The Date

Years ago I read a blog post about a date night idea which I thought was hilarious.

But I knew my husband would probably never go for. I sent it to him with a note that said “we should do this sometime.”

That was, like, nine years ago.

This morning, Chris says, “Want to go on a date tonight?”

“Sure.” And I didn’t ask any questions. Figured we’d go to dinner and maybe a movie.

Stop #1: Goodwill.

We each got $10 to pick an outfit for the other person, which we will then wear for the rest of our date.

We did a mini fashion show at the Goodwill changing rooms. I went first.

The leopard print pants were actually pretty comfortable.z
This giant red monstrosity was in the men’s pajama section.
Chris about died when he found the balaclava. (Which was wool and SUPER itchy.) But I was all in on this date.

He set the bar high. Next was his turn.

The hot pink shirt and neon visor weirdly worked with the seersucker pants. But I wanted weirder.
Then I found THE hat.
Because of the $10 limit, I couldn’t get the pants I wanted because I didn’t want to give up the hat. But at least I got a photo.
Pleated corduroys and a shirt with body armor for the win.

We walked right from the changing rooms up to the cash register and the guy scanned the price tags while we were wearing the clothes.

He didn’t even bat an eye.

Stop #2: Dinner at Basil & Barley Pizzeria Napoletana

You guys, we’ve been wanting to try this restaurant since it opened. You know we have strong opinions about Italian food – okay … all things Italian – and we’d heard good things so we were anxious to check it out!

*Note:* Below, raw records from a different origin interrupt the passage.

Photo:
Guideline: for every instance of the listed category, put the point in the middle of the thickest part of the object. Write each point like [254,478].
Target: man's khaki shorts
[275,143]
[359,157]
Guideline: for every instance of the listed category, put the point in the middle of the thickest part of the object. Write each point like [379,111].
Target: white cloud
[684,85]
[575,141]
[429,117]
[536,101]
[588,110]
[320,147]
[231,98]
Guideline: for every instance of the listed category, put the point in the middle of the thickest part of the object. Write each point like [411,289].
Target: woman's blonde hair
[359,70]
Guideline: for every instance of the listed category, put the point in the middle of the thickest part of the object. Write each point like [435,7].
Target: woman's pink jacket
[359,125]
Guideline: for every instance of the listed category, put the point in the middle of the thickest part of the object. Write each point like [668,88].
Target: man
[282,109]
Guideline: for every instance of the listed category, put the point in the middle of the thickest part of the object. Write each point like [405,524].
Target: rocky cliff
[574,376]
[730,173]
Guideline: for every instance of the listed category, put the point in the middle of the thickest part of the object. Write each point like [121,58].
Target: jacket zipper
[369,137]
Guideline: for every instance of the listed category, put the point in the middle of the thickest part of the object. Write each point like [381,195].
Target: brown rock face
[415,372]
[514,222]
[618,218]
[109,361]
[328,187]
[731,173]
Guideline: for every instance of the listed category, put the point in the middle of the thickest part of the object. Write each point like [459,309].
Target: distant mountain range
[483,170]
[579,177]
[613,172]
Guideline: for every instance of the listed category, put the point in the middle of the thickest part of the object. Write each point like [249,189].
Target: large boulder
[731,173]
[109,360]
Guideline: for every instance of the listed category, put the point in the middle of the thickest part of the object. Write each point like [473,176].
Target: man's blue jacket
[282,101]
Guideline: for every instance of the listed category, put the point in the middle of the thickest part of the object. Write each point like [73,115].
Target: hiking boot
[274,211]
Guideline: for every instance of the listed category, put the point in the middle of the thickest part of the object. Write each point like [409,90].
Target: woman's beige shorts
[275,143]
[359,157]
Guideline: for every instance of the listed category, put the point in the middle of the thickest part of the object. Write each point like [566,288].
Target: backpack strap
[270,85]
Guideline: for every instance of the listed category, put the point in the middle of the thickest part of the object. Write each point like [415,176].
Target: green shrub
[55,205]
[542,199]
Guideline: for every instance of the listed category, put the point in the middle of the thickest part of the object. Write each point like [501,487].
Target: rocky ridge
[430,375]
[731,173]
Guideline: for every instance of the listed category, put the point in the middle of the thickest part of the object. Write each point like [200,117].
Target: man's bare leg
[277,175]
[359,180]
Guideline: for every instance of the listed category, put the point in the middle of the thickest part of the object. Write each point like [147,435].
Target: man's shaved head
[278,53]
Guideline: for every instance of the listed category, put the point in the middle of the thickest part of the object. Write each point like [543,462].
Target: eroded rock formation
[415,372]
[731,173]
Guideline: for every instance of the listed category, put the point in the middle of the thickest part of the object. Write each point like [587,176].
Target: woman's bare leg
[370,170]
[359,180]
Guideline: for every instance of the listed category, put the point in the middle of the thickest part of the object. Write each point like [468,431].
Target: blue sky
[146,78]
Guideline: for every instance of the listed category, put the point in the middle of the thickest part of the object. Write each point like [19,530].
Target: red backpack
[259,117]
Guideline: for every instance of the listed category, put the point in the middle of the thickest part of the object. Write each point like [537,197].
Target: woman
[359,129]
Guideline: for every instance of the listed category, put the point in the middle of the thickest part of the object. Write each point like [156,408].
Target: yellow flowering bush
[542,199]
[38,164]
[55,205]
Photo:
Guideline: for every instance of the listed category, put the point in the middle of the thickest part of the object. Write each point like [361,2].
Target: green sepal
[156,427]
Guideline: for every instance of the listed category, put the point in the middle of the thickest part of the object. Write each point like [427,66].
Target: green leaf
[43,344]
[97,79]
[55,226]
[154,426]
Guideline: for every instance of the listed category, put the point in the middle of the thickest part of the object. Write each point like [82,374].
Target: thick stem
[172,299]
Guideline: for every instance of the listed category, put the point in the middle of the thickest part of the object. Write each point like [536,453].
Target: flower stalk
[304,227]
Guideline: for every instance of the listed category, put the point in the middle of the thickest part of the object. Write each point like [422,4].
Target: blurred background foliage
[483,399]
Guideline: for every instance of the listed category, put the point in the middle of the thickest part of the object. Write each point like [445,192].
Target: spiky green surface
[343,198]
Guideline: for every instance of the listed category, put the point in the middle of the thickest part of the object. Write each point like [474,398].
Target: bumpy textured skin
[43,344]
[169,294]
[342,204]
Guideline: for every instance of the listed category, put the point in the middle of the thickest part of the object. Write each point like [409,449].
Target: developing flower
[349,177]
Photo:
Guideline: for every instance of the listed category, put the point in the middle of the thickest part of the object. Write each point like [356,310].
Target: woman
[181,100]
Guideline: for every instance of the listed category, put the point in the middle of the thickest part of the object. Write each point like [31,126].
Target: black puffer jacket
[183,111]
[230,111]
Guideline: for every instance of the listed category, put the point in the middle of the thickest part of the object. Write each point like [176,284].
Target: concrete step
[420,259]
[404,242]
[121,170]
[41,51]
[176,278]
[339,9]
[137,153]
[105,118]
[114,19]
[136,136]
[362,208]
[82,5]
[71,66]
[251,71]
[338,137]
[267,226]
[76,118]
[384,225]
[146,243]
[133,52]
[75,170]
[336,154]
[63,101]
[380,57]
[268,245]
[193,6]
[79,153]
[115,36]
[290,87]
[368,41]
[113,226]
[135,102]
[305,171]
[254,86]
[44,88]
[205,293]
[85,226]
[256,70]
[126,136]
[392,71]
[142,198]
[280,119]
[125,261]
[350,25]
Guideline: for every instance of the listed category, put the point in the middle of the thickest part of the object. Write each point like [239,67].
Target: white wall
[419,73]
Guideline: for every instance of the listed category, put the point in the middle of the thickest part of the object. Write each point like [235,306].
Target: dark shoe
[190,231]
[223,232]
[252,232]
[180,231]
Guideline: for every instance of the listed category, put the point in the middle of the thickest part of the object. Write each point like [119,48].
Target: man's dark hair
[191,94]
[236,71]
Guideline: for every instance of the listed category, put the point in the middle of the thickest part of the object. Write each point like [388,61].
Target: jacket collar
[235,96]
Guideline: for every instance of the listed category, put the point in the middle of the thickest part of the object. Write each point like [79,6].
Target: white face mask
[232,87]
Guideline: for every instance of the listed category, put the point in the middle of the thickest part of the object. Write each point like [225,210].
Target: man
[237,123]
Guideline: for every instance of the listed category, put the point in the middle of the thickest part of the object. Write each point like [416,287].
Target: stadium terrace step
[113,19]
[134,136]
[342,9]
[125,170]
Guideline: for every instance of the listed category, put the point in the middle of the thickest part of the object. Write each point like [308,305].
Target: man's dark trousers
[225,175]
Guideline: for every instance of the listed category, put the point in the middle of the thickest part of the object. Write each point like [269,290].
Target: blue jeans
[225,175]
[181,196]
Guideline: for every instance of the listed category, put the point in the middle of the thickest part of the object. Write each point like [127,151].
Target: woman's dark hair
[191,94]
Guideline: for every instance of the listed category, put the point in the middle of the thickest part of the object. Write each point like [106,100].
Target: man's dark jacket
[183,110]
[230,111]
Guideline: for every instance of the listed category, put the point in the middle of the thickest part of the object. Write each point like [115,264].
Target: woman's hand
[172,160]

We pulled into the parking lot about 7 PM and could see through the windows … the place was SLAMMED.

As we were walking up to the restaurant I almost chickened out. The door is front and center and there was no way to make an inconspicuous entrance. We were bound to make a scene.

Thankfully, I was able to hide a bit in my balaclava. The first thing the hostess said to Chris was that she liked his shirt. [I snort laughed.]

Then she proceeded to lead us through the tightly packed tables to the only open table at the back of the room.

Before we sat down, I asked her to take our picture.

We had the price tags still on everything. As if we needed to make it any dorkier.

Then we had dinner.

Our waiter was very nice, and very professional, although he looked directly at me once and quickly looked away before he laughed. I said, “I’m impressed with your ability to keep a straight face” to which he replied, “Thanks.” And went on like we weren’t dressed like we were.

Stop #3: Home Depot

After dinner, we stopped by Home Depot to pick up something at Customer Service. It was 9 pm so there weren’t many people around. The guy in line in front of us did a double take and then turned politely around.

I kinda looked like I was about to rob the store.

As we were leaving the parking lot, we saw Walmart next door, and we couldn’t resist. We went in.

And I know this probably surprises no one, but I am not exaggerating when I tell you that NO ONE even glanced at us twice. It was like these outfits that made us stand out like weirdos everywhere else were pretty much par for the course at Wallyworld.

You guys, we have not laughed so hard on a date. Ever. The best part of the night was the actual picking out and trying on of the clothes.

So here’s to whoever wrote that post 9 years ago. Your brilliant date night idea lives on.

May this post inspire another couple to a night of belly laughs.